The latest surveys for the month of January 2023, in summary, state
that business activity in the service and manufacturing sector is noting
a slight uptick in overall activity along with confidence, supported by
easing inflation but buying remains low as new orders are still in
contraction (<50). Meanwhile, employment is also low.
The simple understanding of the above is that people are not getting
employed but getting fired, as announced by several businesses
globally. Therefore, fewer people can buy goods/services and still must
manage their debt repayments.
Locally
The Mining and Manufacturing sector remains in negative
performance, this was a result of the extensive rolling blackouts are
dimming a power-intensive sector the extensive rolling blackouts are
dimming power-intensive sectors. The annual productions have been
disappointing.
This has now seen the South African President Cyril Ramaphosa
during his State of the Nation Address announcing a state of disasters
in the energy sphere and appointing a minister of electricity in the
presidency office to oversee and work on restoring power to the grid
through various channels to help support the economy.

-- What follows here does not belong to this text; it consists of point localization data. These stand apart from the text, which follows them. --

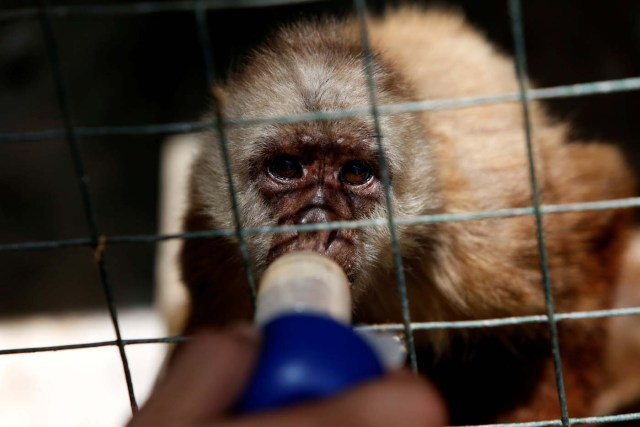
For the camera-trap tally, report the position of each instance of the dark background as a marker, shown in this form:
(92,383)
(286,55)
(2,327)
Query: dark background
(127,70)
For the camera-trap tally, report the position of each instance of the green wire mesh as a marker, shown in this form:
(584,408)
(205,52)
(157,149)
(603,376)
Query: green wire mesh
(47,13)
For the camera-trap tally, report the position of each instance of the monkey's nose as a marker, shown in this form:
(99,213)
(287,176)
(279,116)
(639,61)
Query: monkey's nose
(316,240)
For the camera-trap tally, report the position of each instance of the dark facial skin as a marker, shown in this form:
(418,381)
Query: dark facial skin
(314,179)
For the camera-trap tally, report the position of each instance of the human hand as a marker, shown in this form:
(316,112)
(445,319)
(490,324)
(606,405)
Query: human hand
(211,371)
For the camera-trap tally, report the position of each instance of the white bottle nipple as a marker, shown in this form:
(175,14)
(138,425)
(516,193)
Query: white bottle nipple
(304,282)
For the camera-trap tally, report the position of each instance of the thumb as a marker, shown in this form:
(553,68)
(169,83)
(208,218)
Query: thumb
(205,379)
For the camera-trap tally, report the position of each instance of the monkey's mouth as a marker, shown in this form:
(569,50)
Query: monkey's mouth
(338,245)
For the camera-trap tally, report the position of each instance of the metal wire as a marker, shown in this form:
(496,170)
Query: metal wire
(386,183)
(97,242)
(142,8)
(521,72)
(203,37)
(83,180)
(566,91)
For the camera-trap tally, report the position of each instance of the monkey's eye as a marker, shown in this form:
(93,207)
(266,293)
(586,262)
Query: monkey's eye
(285,167)
(355,172)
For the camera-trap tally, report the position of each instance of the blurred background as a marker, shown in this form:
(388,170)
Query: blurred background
(139,69)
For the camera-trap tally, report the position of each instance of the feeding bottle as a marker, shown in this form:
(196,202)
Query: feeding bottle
(309,349)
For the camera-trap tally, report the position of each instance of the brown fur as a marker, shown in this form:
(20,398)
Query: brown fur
(449,161)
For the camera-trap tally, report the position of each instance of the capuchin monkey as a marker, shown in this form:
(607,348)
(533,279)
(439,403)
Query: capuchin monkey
(444,161)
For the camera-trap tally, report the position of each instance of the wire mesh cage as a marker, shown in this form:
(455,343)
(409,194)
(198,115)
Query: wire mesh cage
(99,243)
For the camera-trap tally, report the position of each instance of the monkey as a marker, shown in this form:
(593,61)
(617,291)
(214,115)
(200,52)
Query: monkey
(444,161)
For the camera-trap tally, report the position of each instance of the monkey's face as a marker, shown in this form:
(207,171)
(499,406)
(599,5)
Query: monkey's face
(316,171)
(308,178)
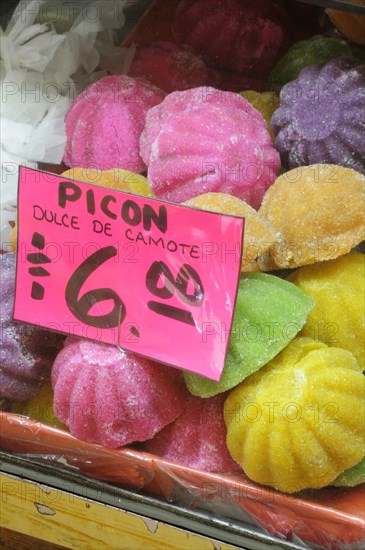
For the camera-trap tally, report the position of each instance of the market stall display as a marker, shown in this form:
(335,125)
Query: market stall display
(211,149)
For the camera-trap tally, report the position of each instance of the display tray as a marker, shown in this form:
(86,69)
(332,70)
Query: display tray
(331,518)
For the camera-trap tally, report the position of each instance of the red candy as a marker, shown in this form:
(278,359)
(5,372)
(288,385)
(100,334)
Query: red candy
(113,398)
(171,67)
(235,35)
(197,438)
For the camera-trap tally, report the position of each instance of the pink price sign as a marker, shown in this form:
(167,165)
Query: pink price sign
(154,278)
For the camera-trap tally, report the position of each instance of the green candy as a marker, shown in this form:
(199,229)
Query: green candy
(351,477)
(269,313)
(318,49)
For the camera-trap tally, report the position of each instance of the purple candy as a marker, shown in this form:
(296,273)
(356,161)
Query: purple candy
(321,117)
(27,352)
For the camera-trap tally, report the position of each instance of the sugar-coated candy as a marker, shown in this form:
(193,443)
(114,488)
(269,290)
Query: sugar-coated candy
(171,67)
(317,49)
(27,352)
(300,421)
(266,103)
(269,313)
(104,123)
(351,477)
(113,398)
(117,178)
(235,35)
(258,236)
(197,438)
(317,212)
(337,289)
(321,116)
(40,407)
(352,25)
(204,140)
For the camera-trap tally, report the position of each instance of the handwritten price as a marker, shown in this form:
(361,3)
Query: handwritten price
(80,306)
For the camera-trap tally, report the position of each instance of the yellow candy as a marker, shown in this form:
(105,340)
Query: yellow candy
(119,179)
(40,407)
(299,421)
(337,288)
(258,236)
(264,102)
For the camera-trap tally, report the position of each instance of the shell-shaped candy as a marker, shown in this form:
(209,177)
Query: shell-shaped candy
(197,438)
(300,421)
(269,313)
(321,116)
(338,315)
(206,140)
(113,398)
(317,49)
(266,103)
(317,212)
(104,123)
(171,67)
(235,35)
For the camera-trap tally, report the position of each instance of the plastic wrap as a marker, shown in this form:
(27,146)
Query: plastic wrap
(41,71)
(332,518)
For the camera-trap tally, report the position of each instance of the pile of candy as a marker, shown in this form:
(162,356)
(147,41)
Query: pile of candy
(290,406)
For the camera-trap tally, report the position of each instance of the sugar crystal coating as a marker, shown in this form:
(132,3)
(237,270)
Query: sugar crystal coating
(317,49)
(269,313)
(258,236)
(113,398)
(197,438)
(171,67)
(317,213)
(300,421)
(235,35)
(27,351)
(204,140)
(321,116)
(337,289)
(104,123)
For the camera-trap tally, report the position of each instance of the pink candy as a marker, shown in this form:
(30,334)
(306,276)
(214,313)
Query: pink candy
(104,123)
(205,140)
(171,67)
(197,438)
(112,398)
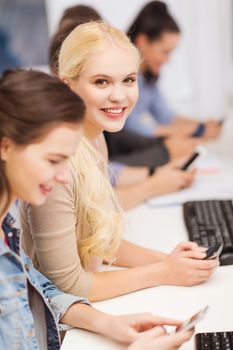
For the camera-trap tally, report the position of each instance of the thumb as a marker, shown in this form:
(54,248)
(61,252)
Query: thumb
(153,332)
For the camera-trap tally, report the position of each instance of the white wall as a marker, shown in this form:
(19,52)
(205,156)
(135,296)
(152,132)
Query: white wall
(199,78)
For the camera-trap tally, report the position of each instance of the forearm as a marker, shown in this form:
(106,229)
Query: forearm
(132,255)
(110,284)
(85,317)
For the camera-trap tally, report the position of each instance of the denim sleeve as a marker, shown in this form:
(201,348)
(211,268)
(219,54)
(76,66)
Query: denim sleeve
(57,300)
(159,109)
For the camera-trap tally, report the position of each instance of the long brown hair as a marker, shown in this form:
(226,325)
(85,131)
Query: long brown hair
(31,103)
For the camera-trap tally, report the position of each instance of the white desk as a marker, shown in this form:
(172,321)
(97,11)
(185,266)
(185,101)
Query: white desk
(163,228)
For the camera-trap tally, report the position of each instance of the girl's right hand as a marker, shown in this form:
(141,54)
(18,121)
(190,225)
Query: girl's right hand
(158,339)
(185,265)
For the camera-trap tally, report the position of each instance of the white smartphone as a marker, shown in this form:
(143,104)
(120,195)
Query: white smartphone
(191,322)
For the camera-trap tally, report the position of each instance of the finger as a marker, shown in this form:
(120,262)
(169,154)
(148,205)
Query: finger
(194,254)
(172,341)
(154,332)
(187,246)
(149,319)
(207,264)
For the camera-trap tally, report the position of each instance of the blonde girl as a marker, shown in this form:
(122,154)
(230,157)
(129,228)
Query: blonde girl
(81,224)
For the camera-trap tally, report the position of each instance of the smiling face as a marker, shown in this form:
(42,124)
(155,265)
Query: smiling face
(33,170)
(157,52)
(108,86)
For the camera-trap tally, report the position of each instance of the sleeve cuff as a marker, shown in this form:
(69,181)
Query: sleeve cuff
(61,303)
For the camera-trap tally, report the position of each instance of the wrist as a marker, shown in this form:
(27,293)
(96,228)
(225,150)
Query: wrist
(103,324)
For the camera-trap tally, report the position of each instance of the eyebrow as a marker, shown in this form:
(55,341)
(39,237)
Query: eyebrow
(108,76)
(58,155)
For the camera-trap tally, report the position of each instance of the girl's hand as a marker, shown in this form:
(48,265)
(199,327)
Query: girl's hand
(185,265)
(127,328)
(158,339)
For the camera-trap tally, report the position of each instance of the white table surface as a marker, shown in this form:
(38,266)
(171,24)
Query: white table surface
(163,228)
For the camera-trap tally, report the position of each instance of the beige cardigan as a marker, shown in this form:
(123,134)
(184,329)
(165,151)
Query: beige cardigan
(49,238)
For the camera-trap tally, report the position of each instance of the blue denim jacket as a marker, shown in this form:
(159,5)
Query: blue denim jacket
(30,305)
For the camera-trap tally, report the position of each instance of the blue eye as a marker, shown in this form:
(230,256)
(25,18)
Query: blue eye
(53,161)
(101,82)
(129,80)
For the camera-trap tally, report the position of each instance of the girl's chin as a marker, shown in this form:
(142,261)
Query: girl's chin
(39,200)
(115,127)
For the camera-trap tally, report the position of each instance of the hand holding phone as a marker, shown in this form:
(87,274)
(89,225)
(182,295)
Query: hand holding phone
(191,322)
(214,251)
(187,164)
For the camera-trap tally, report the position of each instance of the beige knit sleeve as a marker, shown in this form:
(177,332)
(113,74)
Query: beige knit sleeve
(51,229)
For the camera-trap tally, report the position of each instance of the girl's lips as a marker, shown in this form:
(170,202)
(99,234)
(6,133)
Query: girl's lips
(45,189)
(114,113)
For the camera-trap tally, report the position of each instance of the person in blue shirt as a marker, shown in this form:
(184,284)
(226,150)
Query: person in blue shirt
(40,127)
(156,34)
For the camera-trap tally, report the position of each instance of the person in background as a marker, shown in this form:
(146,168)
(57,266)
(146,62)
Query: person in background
(40,127)
(81,224)
(133,184)
(156,34)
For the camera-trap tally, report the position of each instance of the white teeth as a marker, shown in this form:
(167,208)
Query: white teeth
(114,111)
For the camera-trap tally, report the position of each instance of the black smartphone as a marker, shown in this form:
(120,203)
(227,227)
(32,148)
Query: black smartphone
(191,322)
(214,251)
(221,121)
(186,165)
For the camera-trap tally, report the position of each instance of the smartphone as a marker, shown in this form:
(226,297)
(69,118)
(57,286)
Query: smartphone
(221,121)
(191,322)
(214,251)
(187,164)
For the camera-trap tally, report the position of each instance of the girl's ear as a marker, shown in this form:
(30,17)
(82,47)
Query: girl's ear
(5,148)
(65,80)
(141,41)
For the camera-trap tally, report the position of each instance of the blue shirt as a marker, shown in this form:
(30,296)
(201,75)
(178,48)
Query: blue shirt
(30,305)
(150,110)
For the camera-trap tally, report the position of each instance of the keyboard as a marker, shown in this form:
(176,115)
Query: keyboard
(214,341)
(209,222)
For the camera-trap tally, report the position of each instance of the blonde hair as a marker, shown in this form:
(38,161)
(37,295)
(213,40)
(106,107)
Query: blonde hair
(99,216)
(85,40)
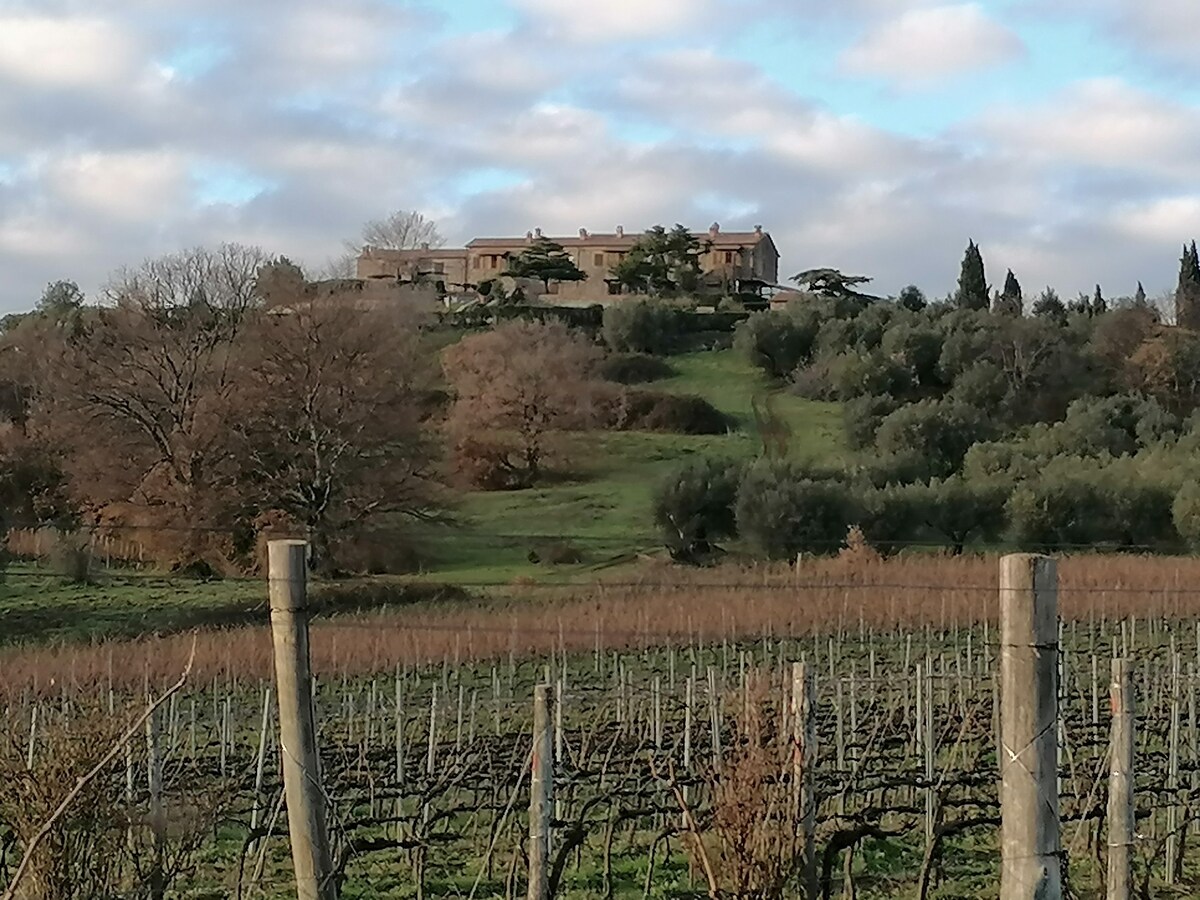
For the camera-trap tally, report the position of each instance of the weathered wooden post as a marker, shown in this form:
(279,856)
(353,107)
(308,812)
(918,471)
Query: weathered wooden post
(1121,805)
(804,753)
(541,790)
(1029,712)
(298,733)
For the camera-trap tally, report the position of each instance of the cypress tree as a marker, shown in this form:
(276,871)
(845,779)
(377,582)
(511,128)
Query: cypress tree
(1011,303)
(1187,294)
(972,282)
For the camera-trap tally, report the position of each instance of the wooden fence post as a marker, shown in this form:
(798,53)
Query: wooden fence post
(1121,804)
(804,753)
(298,733)
(541,790)
(1029,712)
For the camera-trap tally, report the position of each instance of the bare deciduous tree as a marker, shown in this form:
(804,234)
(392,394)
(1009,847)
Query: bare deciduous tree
(137,393)
(403,229)
(329,424)
(513,388)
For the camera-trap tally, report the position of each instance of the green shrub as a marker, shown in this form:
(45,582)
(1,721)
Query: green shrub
(862,418)
(659,411)
(1068,508)
(934,435)
(1186,514)
(783,511)
(635,369)
(643,327)
(777,342)
(694,508)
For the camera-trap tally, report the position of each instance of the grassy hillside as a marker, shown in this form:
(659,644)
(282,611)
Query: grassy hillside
(600,504)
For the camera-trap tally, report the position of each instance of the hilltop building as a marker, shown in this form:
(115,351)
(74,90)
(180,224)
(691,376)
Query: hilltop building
(731,262)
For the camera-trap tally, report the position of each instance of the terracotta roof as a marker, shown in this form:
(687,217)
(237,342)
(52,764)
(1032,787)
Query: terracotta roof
(388,253)
(723,239)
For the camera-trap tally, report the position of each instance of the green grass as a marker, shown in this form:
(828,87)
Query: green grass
(37,605)
(598,501)
(601,502)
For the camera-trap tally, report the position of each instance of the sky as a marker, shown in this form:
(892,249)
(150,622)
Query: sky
(871,136)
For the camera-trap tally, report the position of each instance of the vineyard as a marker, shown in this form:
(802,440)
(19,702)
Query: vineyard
(672,709)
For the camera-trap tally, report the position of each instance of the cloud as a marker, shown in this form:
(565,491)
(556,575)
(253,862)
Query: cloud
(1103,123)
(615,19)
(924,45)
(1167,221)
(136,186)
(64,52)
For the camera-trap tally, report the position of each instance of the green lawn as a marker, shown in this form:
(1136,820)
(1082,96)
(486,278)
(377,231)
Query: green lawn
(597,504)
(601,503)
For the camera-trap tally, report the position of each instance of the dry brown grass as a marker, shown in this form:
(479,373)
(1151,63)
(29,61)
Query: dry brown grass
(659,604)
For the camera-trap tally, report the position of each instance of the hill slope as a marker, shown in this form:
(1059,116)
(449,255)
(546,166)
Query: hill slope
(601,504)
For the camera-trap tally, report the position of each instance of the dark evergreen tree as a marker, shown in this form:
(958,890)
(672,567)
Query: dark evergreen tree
(1187,294)
(972,292)
(545,261)
(1050,306)
(1011,301)
(912,298)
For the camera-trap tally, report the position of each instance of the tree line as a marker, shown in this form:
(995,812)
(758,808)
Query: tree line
(207,403)
(969,423)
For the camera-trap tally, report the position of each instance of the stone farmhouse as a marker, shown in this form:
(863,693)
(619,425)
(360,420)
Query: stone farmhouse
(731,262)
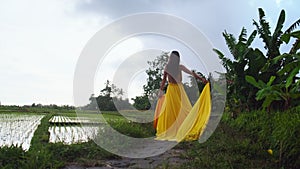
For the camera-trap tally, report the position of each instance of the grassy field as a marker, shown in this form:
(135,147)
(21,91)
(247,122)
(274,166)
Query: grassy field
(236,143)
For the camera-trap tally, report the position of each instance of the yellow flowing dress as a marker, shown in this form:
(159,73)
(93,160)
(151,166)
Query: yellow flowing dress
(176,119)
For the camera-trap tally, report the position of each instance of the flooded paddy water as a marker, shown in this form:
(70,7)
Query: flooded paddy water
(18,130)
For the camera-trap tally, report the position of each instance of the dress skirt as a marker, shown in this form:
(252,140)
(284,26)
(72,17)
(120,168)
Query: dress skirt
(176,119)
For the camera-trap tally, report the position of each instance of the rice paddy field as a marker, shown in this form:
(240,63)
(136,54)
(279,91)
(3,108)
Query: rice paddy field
(58,138)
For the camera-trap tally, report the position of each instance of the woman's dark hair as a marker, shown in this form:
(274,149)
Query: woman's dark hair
(173,65)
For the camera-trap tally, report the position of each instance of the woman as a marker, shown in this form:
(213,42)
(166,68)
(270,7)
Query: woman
(174,107)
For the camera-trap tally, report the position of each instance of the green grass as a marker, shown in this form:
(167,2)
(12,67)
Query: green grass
(236,143)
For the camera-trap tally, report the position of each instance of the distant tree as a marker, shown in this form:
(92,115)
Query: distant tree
(109,99)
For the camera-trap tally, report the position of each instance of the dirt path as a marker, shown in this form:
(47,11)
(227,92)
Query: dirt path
(172,157)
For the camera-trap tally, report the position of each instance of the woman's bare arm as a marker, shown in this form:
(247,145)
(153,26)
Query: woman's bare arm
(162,84)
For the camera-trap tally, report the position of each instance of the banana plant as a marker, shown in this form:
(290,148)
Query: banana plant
(269,92)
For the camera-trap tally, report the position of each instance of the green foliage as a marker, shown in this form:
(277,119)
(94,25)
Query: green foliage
(240,94)
(277,74)
(109,99)
(11,157)
(141,102)
(277,131)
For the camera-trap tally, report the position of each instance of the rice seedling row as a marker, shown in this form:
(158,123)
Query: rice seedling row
(18,130)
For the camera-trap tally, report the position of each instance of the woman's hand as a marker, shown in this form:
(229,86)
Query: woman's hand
(200,78)
(160,93)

The stock market continued to record losses. The driving factor was
hawkish central banks. The weekly performance for the All-Share Index
was down at -1.5%. The loser was only the resource counters down
3,5%, driven by weaker commodity prices as the dollar raises above
103 supported by higher short-term yield as the central remain
hawkish.
South African 10-year bond yields were unchanged and traded around
9.7%. This was after appetite faded away, as investors realized the US
won’t be dovish on interest rate hikes. Therefore, making US bonds
more attractive.
Rand’s performance is a good indicator of confidence and a commodity
currency traded weaker against the dollar due to internal factors such
as ongoing energy crises that trigger a state of disaster in the country
and interest rate differential.
In the commodity market, the dollar weakness offered buying
opportunities in commodities as they are negatively correlated. Brent
crude prices traded higher for the week, positive sentiment was
supported announced Russian cut in production to outweigh western
price caps and by China’s demand recovery and supply disruption
taking place from Turkey and Norway. Currently, the oil trade is
bearish below its immediate support level of $90.
The Gold price also gained some momentum, as traders added Gold to
their portfolios as the price volatility was acceptable. Currently, the gold
chart is bullish from a trade and trend perspective. Bitcoin traded
sideways for the week along with risky assets.